INDUSTRIAL APPLICATIONS
Industrial signals are messy: spikes, drift and timing gaps hide the real condition of a machine. FPGA-based acquisition keeps channels aligned and captures relevant events at the source.
• Signals stay aligned across vibration/pressure/flow channels
• Short events get captured instead of being averaged away
• Hardware reactions stay predictable when faults occur
Typical Use Cases in Industrial Systems
Condition Monitoring for Machines and Process Equipment
Condition-monitoring products often fail on timing and data integrity: channels drift, transient events are missed and preprocessing happens too late. FPGA-based acquisition enables tightly synchronized multi-sensor sampling (vibration/pressure/flow), deterministic timestamping and real-time event capture close to the source. This improves repeatability of indicators and reduces data volume before the PLC/edge system. Where needed, sensor selection and front-end design can be developed as part of the solution.
Safety Interlocks and Protection Paths in Industrial Control
Safety functions implemented purely in software can become sensitive to load, scheduling and update side effects. FPGA-based protection logic provides an independent, deterministic layer for interlocks, limit checks, watchdogs and fault latching, with defined safe states on reset and power events. This separation reduces common-mode failures and makes fault behavior measurable and reproducible during commissioning.
Commissioning and Regression Testing via HIL Sensor Emulation
Commissioning effort increases when faults are hard to reproduce and test runs vary in timing. FPGA-based HIL setups provide deterministic I/O behavior with precise update rates, enabling repeatable scenarios, controlled edge cases and automated regression tests for PLC/drive/control logic. This reduces on-site debugging time and supports long-term maintenance by making behavior verifiable after changes.
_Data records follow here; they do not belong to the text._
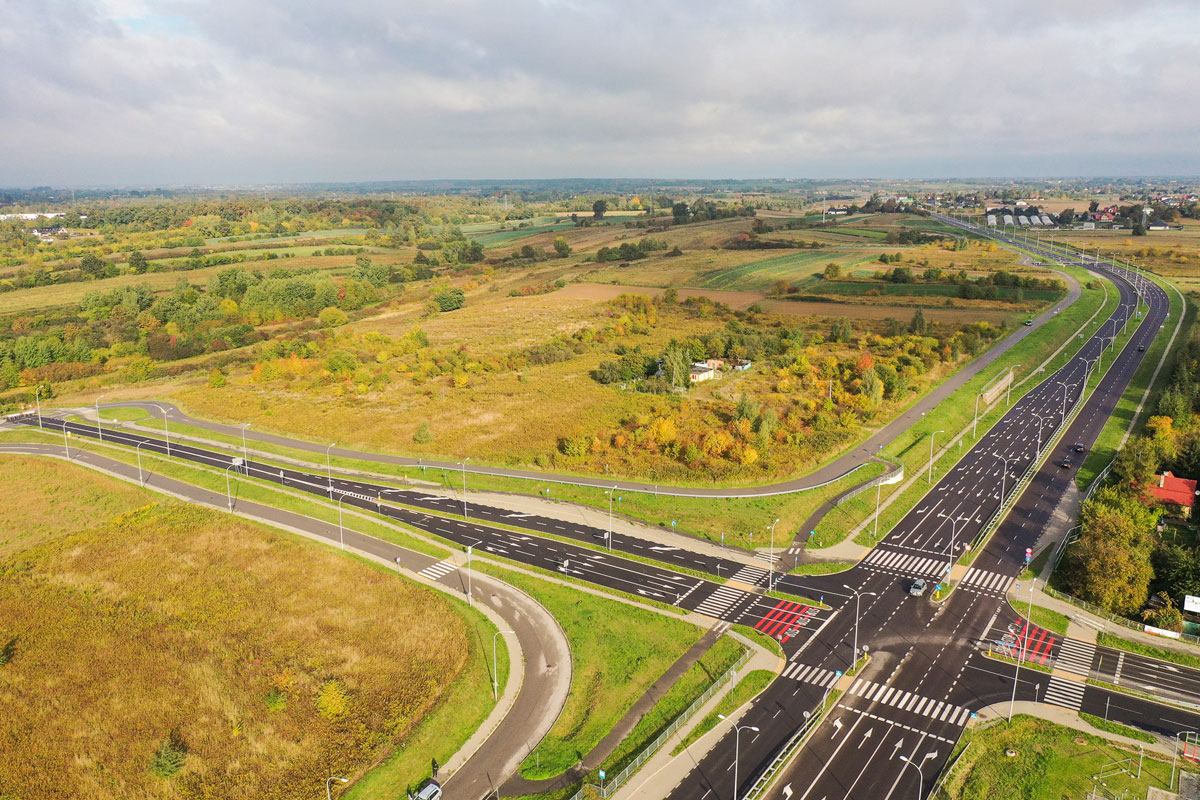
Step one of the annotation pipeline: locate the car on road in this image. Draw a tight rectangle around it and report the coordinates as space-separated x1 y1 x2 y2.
413 778 442 800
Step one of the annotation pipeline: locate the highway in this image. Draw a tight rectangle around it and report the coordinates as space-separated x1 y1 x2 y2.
13 219 1200 800
670 218 1200 800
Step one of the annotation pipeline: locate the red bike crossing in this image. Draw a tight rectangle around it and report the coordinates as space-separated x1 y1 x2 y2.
754 600 817 642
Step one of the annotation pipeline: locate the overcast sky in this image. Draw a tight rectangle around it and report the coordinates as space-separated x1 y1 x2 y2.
0 0 1200 186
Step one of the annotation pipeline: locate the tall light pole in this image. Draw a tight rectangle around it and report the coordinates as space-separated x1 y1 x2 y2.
1008 578 1038 722
925 431 946 483
325 775 350 800
492 631 515 700
992 456 1016 509
1055 380 1075 422
937 513 971 582
337 494 346 551
133 440 146 486
467 539 484 608
458 456 470 522
226 458 241 511
900 750 937 800
241 422 250 477
767 517 779 589
841 583 878 669
325 441 337 500
716 714 758 800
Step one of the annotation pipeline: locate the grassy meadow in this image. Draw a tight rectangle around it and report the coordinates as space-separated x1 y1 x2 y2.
0 456 492 799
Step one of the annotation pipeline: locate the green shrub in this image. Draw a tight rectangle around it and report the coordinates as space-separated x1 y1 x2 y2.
150 732 187 778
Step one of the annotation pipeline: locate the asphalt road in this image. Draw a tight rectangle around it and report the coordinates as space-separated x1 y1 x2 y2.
670 219 1200 800
84 266 1080 498
0 443 571 798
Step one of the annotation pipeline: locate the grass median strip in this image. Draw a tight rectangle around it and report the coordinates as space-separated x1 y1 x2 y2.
476 563 702 778
671 669 775 756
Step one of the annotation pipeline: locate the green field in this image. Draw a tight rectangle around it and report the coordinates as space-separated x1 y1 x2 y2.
935 715 1171 800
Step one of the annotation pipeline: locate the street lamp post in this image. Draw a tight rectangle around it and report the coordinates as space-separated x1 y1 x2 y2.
1008 578 1038 722
841 583 878 669
458 456 470 519
492 631 515 700
716 714 758 800
337 494 346 551
325 775 350 800
925 431 946 483
241 422 250 477
900 751 937 800
767 517 779 589
325 441 337 500
133 441 146 486
226 458 241 511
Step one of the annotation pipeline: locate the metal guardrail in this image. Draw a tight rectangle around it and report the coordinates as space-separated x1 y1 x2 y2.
833 463 904 506
1042 587 1200 644
561 649 751 800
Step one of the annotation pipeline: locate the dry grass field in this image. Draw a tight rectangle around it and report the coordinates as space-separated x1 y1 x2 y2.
0 457 491 800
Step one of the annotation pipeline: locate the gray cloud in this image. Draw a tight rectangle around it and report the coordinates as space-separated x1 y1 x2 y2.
0 0 1200 185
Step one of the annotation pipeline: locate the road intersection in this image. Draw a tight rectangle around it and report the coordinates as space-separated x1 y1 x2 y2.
4 219 1200 800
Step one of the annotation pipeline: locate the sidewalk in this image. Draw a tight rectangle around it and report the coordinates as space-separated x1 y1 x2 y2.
613 637 784 800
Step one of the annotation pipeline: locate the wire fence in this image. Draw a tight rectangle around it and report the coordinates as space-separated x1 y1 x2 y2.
570 650 751 800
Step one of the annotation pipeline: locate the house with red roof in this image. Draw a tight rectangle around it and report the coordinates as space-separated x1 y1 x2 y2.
1150 470 1196 519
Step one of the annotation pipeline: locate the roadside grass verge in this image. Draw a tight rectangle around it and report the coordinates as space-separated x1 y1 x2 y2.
1096 632 1200 669
476 561 700 778
1075 275 1196 489
730 625 784 658
0 428 457 558
934 715 1171 800
588 637 744 782
835 267 1117 546
671 669 775 756
1079 711 1158 745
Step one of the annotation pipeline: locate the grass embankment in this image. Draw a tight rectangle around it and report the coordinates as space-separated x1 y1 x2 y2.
1079 711 1158 745
817 267 1117 546
935 715 1171 800
592 637 744 781
0 428 450 558
1075 276 1195 489
1096 633 1200 669
103 409 887 547
0 456 496 800
465 561 701 778
671 669 775 756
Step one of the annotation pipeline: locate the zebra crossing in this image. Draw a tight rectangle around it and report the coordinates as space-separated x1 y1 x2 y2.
959 567 1013 596
696 587 745 619
730 564 767 585
1042 675 1087 711
784 661 841 688
416 559 458 581
863 548 948 577
1054 639 1096 678
850 678 971 727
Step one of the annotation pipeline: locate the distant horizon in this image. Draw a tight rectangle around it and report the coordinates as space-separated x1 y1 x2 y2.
0 0 1200 187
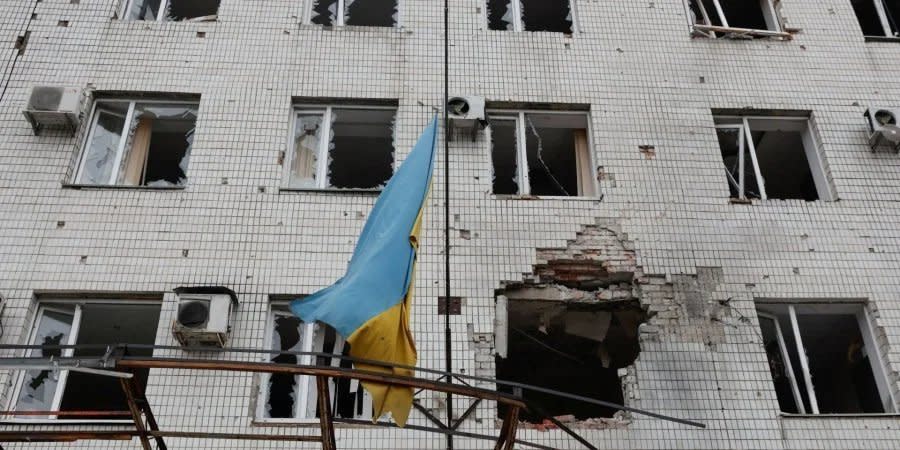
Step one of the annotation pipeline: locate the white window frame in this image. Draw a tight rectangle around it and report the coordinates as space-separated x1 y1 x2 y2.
302 0 403 28
715 116 834 202
0 299 159 424
281 104 397 192
757 303 897 415
684 0 787 38
254 301 372 424
482 0 580 34
485 109 601 199
73 98 200 189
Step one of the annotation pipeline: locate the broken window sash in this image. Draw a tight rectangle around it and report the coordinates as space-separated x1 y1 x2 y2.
687 0 787 38
716 117 832 201
309 0 399 28
285 106 396 190
76 100 197 187
13 306 78 419
485 0 574 34
121 0 220 21
490 112 596 197
14 301 160 421
257 304 372 423
757 304 896 414
851 0 900 38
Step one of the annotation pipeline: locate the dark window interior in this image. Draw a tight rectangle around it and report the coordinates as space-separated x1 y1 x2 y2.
850 0 884 36
166 0 219 20
491 120 519 195
520 0 572 33
60 303 160 419
496 300 646 423
344 0 397 27
751 131 819 201
328 109 394 189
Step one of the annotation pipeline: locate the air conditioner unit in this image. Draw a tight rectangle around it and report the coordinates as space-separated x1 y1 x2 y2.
22 86 81 135
172 286 238 348
863 108 900 153
447 95 487 141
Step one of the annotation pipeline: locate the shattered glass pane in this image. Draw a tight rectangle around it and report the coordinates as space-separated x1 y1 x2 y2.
166 0 219 21
525 114 587 196
309 0 338 26
487 0 515 31
118 103 197 187
520 0 572 33
125 0 161 20
15 309 74 411
491 117 519 195
344 0 397 27
328 109 395 189
288 114 322 188
264 314 303 418
78 102 128 184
Industrial Vision Interfaces for Inspection and Automation
In industrial vision products, the main risk is often reliable transport and timing alignment rather than the vision algorithm itself. FPGA-based interface logic can stabilize camera readout timing, frame synchronization and trigger/strobe alignment, and implement buffering/monitoring to protect the host from data-rate spikes. The scope typically focuses on interfacing and deterministic streaming; higher-level image processing remains on the host.